1. Field of the Invention
The present invention relates to a method of die casting spheroidal graphite cast iron.
2. Description of the Related Art
Spheroidal graphite cast iron is also called “ductile cast iron” and “nodular cast iron” and contains graphite in a spheroidal form, so is remarkably higher in strength and ductility compared with another cast iron with no spheroidal graphite and features a higher strength and toughness comparable with cast steel.
In the past, spheroidal graphite cast iron had been cast by sand molds, but due to the gradual cooling of the molten metal, the crystallized spheroidal graphite became coarse and there were limits to improvement of the mechanical properties. Further, castings made by sand molds are limited in the accuracy of their shape and dimensions.
It has therefore been demanded to obtain spheroidal graphite cast iron products improved in mechanical properties or accuracy of shape and dimensions exceeding the limits due to such sand mold casting. To meet with this demand, experiments have been conducted on die casting spheroidal graphite cast iron. If using die casting, a far faster cooling rate can be obtained compared with sand mold casting, so the spheroidal graphite finely crystallizes and the cast structure as a whole also becomes finer, so it is possible to improve the strength and ductility and also improve the accuracy of shape and dimensions.
With die casting, however, formation of chill crystals (rapidly cooled structure made of cementite) was unavoidable due to the fast cooling rate. If chill crystals are formed, the hardness of the casting becomes higher, but the toughness ends up being deteriorated and in the final analysis excellent mechanical properties cannot be obtained by die casting. Therefore, for example, as shown by the method disclosed in Japanese Unexamined Patent Publication (Kokai) No. 2000-288716, post-treatment such as heat treating the casting to break down the cementite forming the chill crystals into ferrite and carbon etc. has been necessary.

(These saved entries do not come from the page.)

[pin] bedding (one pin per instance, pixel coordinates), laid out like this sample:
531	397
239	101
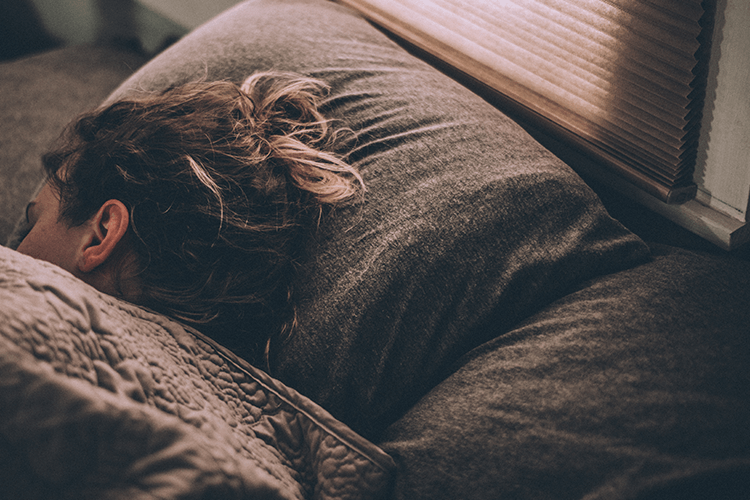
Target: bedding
102	399
468	225
480	321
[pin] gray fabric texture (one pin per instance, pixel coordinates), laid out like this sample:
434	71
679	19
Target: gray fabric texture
102	399
39	95
468	224
635	386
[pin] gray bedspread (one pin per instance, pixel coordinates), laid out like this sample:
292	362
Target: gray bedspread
102	399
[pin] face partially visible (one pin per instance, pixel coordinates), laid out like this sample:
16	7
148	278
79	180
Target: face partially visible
50	238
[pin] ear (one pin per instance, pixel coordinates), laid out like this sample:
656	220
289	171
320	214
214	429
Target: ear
106	230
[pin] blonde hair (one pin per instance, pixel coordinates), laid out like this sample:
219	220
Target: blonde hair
224	183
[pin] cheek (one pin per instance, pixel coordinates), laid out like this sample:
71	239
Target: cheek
48	243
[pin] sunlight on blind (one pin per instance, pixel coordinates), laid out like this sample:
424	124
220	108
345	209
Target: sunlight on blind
617	77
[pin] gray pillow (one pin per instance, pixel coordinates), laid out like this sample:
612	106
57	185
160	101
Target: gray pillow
468	226
633	387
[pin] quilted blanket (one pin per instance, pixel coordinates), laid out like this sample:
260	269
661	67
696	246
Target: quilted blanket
103	399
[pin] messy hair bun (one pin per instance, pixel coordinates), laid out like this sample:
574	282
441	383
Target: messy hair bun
223	183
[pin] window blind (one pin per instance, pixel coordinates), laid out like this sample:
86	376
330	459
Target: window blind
624	80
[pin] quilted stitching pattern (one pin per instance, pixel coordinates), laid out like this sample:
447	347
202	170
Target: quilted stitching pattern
153	360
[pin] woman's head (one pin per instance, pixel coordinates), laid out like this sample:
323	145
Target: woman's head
219	183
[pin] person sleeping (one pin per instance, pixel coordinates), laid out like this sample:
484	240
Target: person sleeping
196	202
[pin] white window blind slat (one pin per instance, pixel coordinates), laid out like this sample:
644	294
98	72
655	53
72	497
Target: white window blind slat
619	78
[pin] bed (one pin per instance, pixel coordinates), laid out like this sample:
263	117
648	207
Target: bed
479	327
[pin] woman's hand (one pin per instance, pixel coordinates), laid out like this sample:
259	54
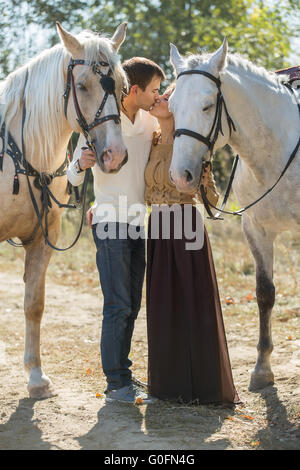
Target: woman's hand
87	158
89	216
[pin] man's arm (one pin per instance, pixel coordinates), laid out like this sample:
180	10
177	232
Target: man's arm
83	158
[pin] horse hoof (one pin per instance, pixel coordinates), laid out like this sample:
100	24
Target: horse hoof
259	381
39	392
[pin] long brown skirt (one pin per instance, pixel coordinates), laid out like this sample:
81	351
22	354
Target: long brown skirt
188	354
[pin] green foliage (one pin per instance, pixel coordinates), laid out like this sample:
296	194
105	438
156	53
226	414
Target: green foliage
258	29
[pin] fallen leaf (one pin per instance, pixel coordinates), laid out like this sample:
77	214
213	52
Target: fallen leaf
229	300
255	443
139	401
247	417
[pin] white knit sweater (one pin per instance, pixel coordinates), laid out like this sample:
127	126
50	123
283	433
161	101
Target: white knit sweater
120	197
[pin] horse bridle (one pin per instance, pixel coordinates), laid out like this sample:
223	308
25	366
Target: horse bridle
108	84
217	125
216	128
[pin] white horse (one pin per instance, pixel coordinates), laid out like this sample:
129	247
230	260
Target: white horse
47	128
266	120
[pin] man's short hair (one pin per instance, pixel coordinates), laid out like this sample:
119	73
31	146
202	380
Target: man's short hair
140	71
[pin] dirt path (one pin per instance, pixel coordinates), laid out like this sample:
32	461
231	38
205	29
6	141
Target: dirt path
79	419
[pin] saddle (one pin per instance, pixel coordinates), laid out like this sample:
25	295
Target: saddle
294	75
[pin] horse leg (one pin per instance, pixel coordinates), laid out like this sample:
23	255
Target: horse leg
37	258
261	245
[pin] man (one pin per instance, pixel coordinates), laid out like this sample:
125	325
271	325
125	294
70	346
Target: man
118	233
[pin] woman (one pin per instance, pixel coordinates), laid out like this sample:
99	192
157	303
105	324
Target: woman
188	356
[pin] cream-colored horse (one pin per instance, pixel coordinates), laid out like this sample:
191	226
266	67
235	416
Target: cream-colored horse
40	84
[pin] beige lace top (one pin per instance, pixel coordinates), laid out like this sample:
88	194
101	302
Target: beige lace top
159	189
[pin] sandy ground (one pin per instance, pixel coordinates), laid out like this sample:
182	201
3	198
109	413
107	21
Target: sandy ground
78	418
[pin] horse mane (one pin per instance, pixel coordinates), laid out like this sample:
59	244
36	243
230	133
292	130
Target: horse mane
44	93
238	61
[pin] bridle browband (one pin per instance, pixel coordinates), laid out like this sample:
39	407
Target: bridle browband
108	85
217	125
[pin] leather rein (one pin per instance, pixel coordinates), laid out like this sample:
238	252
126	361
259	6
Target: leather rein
210	141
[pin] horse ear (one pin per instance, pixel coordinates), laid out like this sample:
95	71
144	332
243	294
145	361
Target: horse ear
119	36
175	58
218	59
70	42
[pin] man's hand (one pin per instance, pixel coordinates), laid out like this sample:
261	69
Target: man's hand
89	217
205	174
87	158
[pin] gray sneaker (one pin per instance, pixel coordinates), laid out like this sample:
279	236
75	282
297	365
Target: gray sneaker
139	383
130	394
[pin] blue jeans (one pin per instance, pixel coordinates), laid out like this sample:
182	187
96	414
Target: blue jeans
121	266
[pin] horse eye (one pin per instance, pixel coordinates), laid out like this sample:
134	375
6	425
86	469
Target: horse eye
81	87
206	108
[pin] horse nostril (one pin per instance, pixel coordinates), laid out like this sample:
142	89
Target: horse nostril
189	176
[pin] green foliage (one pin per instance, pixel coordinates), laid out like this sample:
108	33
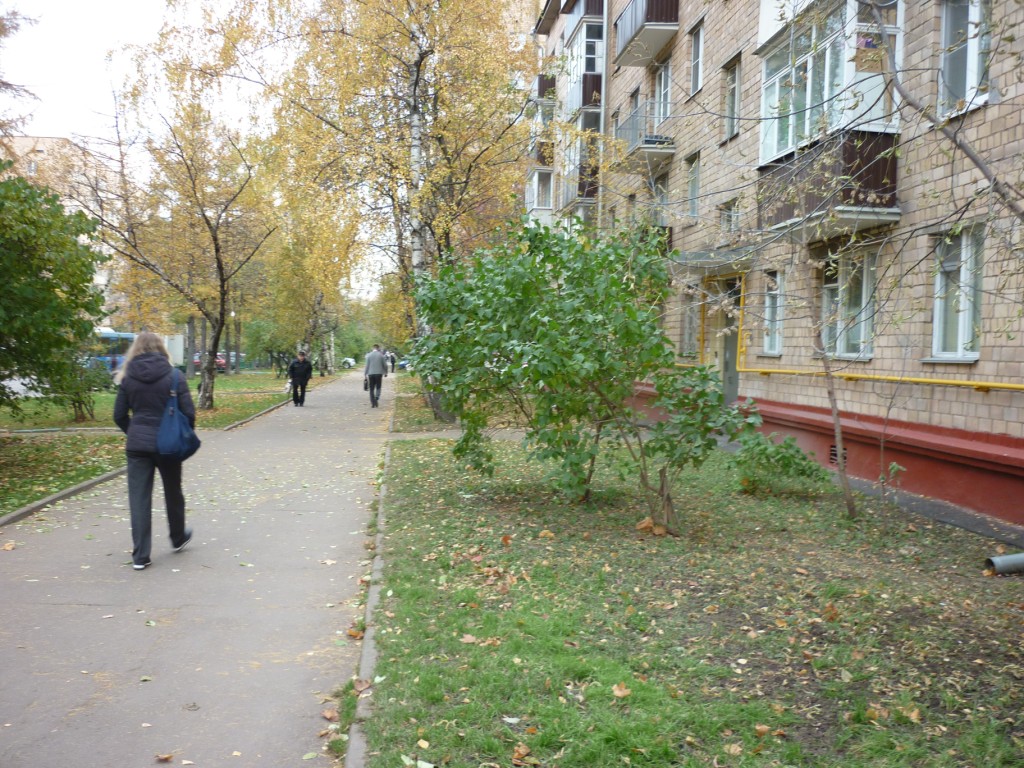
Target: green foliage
767	466
48	306
553	329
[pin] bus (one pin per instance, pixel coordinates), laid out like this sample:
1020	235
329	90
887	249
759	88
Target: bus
111	347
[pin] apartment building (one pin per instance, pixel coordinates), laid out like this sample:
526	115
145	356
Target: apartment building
839	184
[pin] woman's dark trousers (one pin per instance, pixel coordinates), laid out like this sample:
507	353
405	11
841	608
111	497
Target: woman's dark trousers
141	469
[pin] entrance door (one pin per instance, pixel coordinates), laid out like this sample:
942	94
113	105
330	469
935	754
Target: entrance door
730	345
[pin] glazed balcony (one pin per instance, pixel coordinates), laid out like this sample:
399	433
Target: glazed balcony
643	30
844	183
643	145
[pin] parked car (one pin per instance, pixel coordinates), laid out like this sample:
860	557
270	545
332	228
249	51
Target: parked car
220	363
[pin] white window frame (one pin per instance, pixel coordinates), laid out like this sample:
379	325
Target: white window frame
663	91
689	323
965	55
693	185
659	211
729	217
773	312
696	58
848	288
732	97
956	311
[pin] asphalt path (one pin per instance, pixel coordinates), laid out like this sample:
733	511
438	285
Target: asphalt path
222	654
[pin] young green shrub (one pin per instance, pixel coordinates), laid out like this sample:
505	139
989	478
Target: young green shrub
767	466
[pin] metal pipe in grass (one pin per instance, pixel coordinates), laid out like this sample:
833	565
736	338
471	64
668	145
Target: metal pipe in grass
1007	563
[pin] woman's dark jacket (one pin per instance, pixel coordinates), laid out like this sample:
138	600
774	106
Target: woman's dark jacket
301	371
143	391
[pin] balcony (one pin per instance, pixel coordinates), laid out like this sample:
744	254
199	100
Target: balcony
579	183
643	146
643	30
545	88
586	92
842	184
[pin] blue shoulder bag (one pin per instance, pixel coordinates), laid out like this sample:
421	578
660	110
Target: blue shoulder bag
175	438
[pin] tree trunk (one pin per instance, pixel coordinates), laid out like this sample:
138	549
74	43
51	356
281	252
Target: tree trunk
851	504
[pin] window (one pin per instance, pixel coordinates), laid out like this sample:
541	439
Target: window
848	305
966	49
544	188
693	185
956	315
730	98
728	216
802	79
659	213
696	58
773	313
689	323
663	92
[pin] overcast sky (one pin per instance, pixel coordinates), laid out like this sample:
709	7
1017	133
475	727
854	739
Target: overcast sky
61	59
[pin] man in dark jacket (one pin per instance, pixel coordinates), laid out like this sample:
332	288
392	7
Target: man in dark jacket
300	372
144	383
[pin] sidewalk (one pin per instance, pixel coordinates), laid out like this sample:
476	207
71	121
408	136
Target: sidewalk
224	654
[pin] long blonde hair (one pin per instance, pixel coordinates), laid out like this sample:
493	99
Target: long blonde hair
145	342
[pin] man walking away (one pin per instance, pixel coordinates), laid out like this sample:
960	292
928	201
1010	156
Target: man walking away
300	372
375	372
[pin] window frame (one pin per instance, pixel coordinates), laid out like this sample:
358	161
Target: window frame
976	47
696	57
693	185
773	312
731	98
663	91
848	316
957	290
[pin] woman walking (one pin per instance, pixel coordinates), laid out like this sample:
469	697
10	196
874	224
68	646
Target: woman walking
143	386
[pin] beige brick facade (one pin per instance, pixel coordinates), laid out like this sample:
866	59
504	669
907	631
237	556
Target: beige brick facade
924	347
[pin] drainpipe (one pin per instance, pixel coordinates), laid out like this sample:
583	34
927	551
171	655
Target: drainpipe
605	86
1007	563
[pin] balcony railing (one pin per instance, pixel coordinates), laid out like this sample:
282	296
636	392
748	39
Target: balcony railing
579	183
545	88
844	183
640	136
587	92
643	30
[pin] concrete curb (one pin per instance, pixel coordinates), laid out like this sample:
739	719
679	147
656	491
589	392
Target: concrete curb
30	509
355	755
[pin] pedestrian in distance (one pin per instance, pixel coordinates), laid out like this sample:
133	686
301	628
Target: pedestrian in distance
299	373
144	383
374	373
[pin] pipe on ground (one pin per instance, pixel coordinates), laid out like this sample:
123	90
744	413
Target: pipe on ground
1007	563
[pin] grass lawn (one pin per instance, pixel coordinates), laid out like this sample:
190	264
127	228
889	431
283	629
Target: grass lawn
36	465
516	629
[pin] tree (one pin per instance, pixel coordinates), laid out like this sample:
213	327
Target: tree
555	329
49	305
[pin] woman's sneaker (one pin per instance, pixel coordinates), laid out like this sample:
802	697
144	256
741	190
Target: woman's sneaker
185	542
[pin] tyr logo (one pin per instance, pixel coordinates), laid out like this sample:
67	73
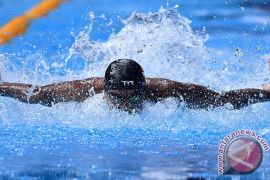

Another important point has been that in the conventional method, there has been the major problem that formation of internal defects such as shrinkage cavities was unavoidable both when using sand molds or dies and therefore the fatigue strength declined. In general, castings are prevented from the formation of shrinkage cavities by more slowly solidifying the feeder than the product section and supplementing molten metal from the feeder to the product section.
Here, since cast iron expands in volume due to graphite crystallization at the time of solidification, the method has been proposed of constraining this expansion of volume to cause the generation of internal pressure in the cavity and using this internal pressure to prevent the formation of shrinkage cavities. Specifically, the strength of the sand mold has been increased or the sand mold backed up by a die (back metal shell) to constrain expansion of volume.
However, in these methods, since a feeder is used, the expansion of volume by the crystallization of graphite ends up being eased by the flow of molten metal to the not yet solidified feeder, so in fact not that much of an effect of generation of internal pressure due to the constraint of expansion is obtained. Further, with the back metal shell method, formation of the sand mold is difficult and the sand mold layer has to be made thicker, so cannot be effectively backed up by a die. The sand mold part ends up moving so again a sufficient effect of generation of internal pressure due to the constraint of expansion cannot be obtained.
On the other hand, as a non-feeder design, the product section and gate have been optimized in shape, but no measure has been taken to prevent the formation of casting defects by constraining the expansion of volume.